Le secrétaire d’État chargé du Commerce extérieur, Omar Hejira, a défendu le bilan du gouvernement lors de son passage sur une émission de la chaîne publique Al Aoula, mettant en avant la cohésion de la majorité et les efforts engagés pour préserver le pouvoir d’achat des Marocains dans un contexte international marqué par de fortes tensions.
Il a estimé que la sortie médiatique du chef du gouvernement pour présenter le bilan de l’Exécutif relève d’un exercice institutionnel normal, prévu par la Constitution. Selon lui, cette démarche vise à renforcer le débat politique et à rapprocher les citoyens de la vie publique, alors que la participation électorale reste limitée.
Sur le plan social, Omar Hejira a rappelé les principaux chantiers engagés, notamment la généralisation de la couverture médicale, l’aide sociale directe et le soutien aux familles vulnérables. Il a souligné que certaines familles bénéficient désormais d’aides mensuelles allant de 500 à 1.350 dirhams, contre des montants bien plus faibles auparavant dans le cadre des anciens mécanismes indirects de compensation.
Concernant la hausse des prix, il a reconnu qu’elle demeure la principale préoccupation des ménages, tout en l’attribuant à plusieurs facteurs externes, notamment la guerre en Ukraine, la sécheresse, les inondations et la hausse mondiale des coûts de l’énergie. Il a affirmé que le Maroc subit, comme d’autres pays, les répercussions de cette conjoncture internationale.
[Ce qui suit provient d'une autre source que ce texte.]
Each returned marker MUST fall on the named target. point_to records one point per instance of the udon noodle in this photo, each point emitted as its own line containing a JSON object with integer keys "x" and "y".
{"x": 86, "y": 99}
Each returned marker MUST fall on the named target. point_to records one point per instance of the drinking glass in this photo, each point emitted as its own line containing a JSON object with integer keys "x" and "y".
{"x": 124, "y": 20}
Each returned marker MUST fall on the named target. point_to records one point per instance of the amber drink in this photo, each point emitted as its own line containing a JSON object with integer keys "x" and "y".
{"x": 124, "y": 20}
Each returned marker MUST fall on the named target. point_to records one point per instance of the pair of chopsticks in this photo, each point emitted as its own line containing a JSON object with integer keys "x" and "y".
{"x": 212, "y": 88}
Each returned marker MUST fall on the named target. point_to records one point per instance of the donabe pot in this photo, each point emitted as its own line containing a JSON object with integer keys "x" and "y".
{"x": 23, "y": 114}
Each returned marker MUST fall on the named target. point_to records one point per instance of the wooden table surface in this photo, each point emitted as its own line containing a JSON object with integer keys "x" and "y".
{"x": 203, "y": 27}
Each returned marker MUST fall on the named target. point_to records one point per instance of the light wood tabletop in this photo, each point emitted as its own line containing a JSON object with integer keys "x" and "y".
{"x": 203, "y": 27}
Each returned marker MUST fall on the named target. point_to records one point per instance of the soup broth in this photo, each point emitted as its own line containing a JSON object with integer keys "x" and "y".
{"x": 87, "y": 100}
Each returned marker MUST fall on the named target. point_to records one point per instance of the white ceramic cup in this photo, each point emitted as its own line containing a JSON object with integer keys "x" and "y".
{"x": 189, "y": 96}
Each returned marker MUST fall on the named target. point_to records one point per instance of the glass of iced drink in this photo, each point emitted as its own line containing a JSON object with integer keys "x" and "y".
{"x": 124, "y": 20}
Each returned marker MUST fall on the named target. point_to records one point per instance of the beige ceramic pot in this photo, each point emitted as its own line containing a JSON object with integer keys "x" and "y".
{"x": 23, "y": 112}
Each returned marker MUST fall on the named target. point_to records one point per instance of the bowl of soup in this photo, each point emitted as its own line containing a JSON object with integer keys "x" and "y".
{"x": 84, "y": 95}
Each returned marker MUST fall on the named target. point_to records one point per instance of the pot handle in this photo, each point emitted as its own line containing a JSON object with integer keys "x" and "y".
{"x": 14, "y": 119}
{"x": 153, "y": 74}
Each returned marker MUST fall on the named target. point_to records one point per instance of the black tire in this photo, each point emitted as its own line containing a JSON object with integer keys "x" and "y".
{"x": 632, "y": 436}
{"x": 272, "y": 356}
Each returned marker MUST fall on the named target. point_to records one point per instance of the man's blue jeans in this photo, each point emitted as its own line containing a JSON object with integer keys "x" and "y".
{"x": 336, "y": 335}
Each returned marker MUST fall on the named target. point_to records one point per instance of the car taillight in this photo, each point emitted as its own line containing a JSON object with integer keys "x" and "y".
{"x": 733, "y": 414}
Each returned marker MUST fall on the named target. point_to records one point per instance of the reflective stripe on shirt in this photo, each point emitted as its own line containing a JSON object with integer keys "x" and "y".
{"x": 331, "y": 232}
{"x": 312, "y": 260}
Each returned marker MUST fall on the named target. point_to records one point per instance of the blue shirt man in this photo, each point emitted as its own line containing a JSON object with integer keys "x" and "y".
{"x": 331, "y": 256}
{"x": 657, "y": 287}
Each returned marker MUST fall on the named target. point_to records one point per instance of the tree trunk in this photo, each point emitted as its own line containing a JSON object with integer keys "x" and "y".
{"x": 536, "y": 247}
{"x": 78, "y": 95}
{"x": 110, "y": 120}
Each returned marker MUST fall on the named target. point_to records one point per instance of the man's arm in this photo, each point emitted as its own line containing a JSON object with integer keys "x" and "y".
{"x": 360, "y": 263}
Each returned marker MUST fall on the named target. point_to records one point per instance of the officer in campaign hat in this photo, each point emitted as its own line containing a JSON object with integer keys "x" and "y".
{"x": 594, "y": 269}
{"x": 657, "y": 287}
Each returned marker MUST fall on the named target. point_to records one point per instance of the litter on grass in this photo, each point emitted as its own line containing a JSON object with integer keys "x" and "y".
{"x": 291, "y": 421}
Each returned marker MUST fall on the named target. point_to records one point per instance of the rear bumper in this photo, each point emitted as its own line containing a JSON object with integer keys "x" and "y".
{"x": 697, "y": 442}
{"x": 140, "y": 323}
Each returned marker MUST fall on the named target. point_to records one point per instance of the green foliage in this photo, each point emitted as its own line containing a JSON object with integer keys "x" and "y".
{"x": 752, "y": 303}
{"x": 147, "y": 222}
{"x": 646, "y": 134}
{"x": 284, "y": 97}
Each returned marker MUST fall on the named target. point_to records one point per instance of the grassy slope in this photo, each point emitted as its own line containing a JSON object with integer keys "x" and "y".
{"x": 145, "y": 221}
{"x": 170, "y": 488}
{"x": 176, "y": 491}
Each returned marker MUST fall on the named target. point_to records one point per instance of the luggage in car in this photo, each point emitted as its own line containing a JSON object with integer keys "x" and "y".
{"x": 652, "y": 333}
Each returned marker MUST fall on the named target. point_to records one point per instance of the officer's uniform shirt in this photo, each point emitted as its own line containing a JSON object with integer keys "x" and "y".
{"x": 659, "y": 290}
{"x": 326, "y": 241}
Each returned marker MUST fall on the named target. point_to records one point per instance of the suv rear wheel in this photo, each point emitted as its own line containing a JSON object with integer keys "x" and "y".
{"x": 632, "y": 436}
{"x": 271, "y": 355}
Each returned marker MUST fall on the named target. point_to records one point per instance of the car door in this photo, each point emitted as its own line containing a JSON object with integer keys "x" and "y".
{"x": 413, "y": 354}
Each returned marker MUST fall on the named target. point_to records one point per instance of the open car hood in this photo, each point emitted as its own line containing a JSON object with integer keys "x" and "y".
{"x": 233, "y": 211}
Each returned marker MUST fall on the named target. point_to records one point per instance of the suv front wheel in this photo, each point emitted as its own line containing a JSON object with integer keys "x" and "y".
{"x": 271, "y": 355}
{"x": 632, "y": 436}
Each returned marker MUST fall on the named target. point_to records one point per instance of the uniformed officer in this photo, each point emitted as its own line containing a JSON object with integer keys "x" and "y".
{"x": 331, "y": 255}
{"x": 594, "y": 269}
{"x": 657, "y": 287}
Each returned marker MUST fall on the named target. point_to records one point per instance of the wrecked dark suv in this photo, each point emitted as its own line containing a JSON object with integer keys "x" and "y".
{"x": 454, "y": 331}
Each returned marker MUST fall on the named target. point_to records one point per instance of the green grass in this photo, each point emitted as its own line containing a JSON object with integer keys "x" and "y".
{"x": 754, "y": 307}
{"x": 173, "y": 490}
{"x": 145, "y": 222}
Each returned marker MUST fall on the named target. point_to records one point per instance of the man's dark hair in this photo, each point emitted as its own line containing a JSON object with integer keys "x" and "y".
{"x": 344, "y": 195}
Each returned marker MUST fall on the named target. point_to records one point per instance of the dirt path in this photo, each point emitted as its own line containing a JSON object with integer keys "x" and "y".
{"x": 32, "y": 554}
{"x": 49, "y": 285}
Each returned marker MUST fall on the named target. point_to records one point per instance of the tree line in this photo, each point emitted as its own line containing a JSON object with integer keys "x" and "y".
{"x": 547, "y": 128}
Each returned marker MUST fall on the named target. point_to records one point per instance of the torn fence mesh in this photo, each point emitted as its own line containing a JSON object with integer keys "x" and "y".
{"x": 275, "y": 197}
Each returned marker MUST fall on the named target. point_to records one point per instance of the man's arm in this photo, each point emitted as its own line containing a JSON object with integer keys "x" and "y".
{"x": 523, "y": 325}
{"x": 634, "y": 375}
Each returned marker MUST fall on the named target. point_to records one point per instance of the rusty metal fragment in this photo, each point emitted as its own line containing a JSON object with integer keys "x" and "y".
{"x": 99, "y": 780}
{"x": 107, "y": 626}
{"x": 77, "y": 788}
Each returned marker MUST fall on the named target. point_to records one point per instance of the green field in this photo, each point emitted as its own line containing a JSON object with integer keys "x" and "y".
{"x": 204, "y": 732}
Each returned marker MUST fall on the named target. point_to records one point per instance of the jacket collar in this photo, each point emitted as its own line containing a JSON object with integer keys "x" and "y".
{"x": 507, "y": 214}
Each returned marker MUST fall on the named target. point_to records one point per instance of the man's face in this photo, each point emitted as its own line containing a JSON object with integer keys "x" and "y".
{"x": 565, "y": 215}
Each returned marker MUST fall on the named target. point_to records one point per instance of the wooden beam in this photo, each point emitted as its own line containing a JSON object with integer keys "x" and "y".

Sur le dossier des carburants, il a expliqué que la fin des subventions directes rend les hausses plus visibles pour les consommateurs. Il a estimé que la question centrale concerne surtout les marges bénéficiaires pratiquées dans le secteur, rappelant que le Conseil de la concurrence a été saisi pour examiner ce point.
Pour les produits alimentaires, notamment les fruits, légumes et viandes, il a mis en cause le rôle des intermédiaires et des spéculateurs. Selon lui, plusieurs produits quittent les exploitations agricoles à des prix raisonnables avant d’être revendus à des tarifs nettement plus élevés au consommateur final.
À l’approche de Aïd Al-Adha, il a assuré que l’offre en ovins reste suffisante, avec près de 10 millions de têtes disponibles pour un besoin estimé à 6,5 millions. Il a indiqué que les prix devraient varier entre 3.000 et 6.000 dirhams, avec une légère baisse de 200 à 300 dirhams, sur certains marchés grâce à l’amélioration des conditions climatiques et des pâturages.
Interrogé sur les exportations agricoles, il a rejeté l’idée d’un lien direct avec la hausse des prix sur le marché local, affirmant que l’approvisionnement national demeure prioritaire. Il a également évoqué l’impact des inondations sur près de 100.000 hectares de cultures.
Sur le plan politique, Omar Hejira a affirmé que le Parti de l’Istiqlal se prépare déjà aux prochaines échéances électorales avec l’ambition d’arriver en tête. Il a déclaré que le parti serait en mesure de former seul un gouvernement en cas de majorité absolue, mettant en avant son ancrage historique et institutionnel. Une hypothèse qui supposerait l’obtention d’au moins 198 députés, extrêmement improbable soit dit en passant.
Il a également défendu le bilan de l’actuelle majorité, citant les avancées sociales, les infrastructures et les grands projets liés à l’eau, notamment le dessalement de l’eau de mer. Selon lui, 60 % de l’eau potable proviendra bientôt du dessalement, avec un objectif à terme de généralisation pour l’eau potable et de 80 % pour l’irrigation.
Enfin, il a insisté sur la continuité de l’action publique, estimant que le développement du Maroc s’inscrit dans une vision de long terme portée par la monarchie. Il a cité plusieurs projets structurants, comme Tanger Med, le futur port de Nador, le port atlantique de Dakhla et Agadir, tout en soulignant l’importance pour les partis politiques de s’adapter aux nouveaux usages numériques, notamment à travers les réseaux sociaux et l’intelligence artificielle, pour mieux toucher les jeunes générations.